Often viewed as a 19th-century landscape romanticist, Blakelock has been historically associated with two dominant themes, moonlight scenes and Indian encampments. His broader accomplishments, obscured by his tragic mental illness and numerous forgeries produced in his style, have been largely overlooked by critics.
The Unknown Blakelock presents the artist’s grander vision and explores its effect on today’s artists.
Modern art scholars, including Norman Geske in his recently published Beyond Madness: The Art of Ralph Albert Blakelock, extoll a proto-modern vision in Blakelock’s artworks.
They find his influence on contemporary painters from the 1950’s Abstract Expressionists (Blakelock paintings were in Franz Kline’s collection) to those working today. This more comprehensive view of Blakelock’s artwork finds many themes – western landscapes, Native American scenes, Jamaican landscapes, shanty scenes, seascapes, still lifes and imaginary/fantasy compositions.

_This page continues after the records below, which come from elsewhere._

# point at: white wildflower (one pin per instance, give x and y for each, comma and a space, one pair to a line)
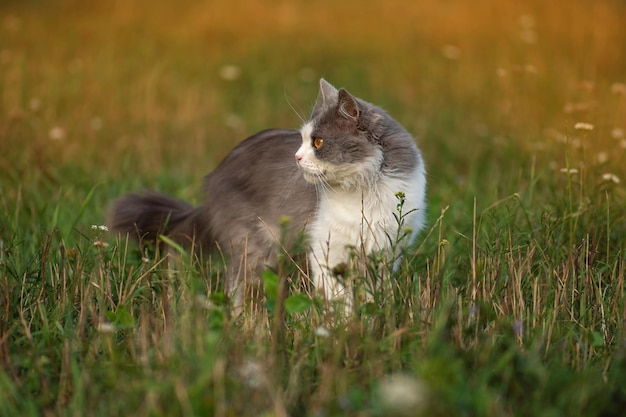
230, 72
106, 327
402, 395
583, 126
203, 302
57, 133
100, 244
95, 123
608, 177
451, 52
321, 332
34, 104
306, 74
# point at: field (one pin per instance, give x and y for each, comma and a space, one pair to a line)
511, 302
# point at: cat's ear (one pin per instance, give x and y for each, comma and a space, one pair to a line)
348, 107
326, 97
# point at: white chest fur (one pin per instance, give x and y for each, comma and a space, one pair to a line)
364, 221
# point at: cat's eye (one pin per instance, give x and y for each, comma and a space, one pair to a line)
318, 142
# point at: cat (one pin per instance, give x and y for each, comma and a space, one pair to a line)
336, 180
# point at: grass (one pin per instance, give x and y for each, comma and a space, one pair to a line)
511, 303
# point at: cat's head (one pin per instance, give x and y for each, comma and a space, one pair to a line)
341, 140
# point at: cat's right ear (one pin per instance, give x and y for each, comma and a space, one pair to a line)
326, 98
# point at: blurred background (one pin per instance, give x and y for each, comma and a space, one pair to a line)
98, 98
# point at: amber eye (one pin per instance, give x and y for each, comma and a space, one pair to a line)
318, 142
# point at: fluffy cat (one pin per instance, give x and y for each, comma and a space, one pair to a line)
336, 179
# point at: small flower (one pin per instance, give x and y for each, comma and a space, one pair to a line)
402, 395
203, 302
230, 72
451, 52
617, 133
306, 74
57, 133
95, 123
100, 244
321, 332
583, 126
518, 328
106, 327
34, 104
608, 177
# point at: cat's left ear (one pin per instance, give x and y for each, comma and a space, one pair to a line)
348, 107
326, 97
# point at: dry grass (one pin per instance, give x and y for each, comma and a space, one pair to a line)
512, 303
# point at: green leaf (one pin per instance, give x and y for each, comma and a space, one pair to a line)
121, 318
270, 282
173, 244
297, 303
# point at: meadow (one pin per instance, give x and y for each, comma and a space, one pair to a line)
510, 303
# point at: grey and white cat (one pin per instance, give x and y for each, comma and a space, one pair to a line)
336, 179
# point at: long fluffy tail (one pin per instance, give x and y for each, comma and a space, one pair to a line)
146, 216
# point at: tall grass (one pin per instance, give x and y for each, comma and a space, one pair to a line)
510, 303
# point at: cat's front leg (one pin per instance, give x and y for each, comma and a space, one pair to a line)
324, 280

One gallery in the exhibition is devoted to the authentication of Blakelock’s work. In 1969 Geske launched The Nebraska Blakelock Inventory as a means of analyzing paintings attributed to the artist. Paintings that are absolutely and unquestionably by Blakelock’s hand are placed in Category I. Category II paintings are those that lack either a history of ownership or his signature. Category III works are those that lack both signature and provenance, and show discrepancies in style, making attribution questionable. Examples in Category IV are those that are completely and unmistakably wrong — frequently and lovingly called “Fakelocks.”
A catalogue, accompaning the exhibition, includes three essays and Jan Driesbach’s foreword, which provides context for works in the exhibition. “Identifying the Unknown Blakelock” by Geske examines the full scope of Blakelock’s accomplishment. Mark Mitchell’s essay “Radical Color: Blakelock in Context” explores Blakelock’s use of vibrant, saturated hues in relation to contemporary artistic movements and its role in the development of his early reputation. “Ralph Albert Blakelock and Contemporary Painting” by Daniel Siedell, draws on several artist interviews about the nature of Blakelock’s painting offering insight into the state of contemporary painting, and also revealing something about Blakelock’s distinctive aesthetic worldview.
The Blakelock paintings in the exhibition will be reinstalled at Sheldon in May with works from the permanent collection to illustrate the artist’s influence on contemporary American painters. The reinstallation will be on view from April through August. The Unknown Blakelock will be on exhibit at the The National Academy Museum and School of Fine Arts in New York City from September 25, 2008, through January 4, 2009. There will be an opening reception for the exhibition in New York on October 1.
The exhibition, catalogue and programs are generously funded by the Henry Luce Foundation and the Wyeth Foundation for American Art, as well as Ameritas Charitable Foundation, the Nebraska Arts Council, Ethel S. Abbott Charitable Foundation and the Nebraska Art Association.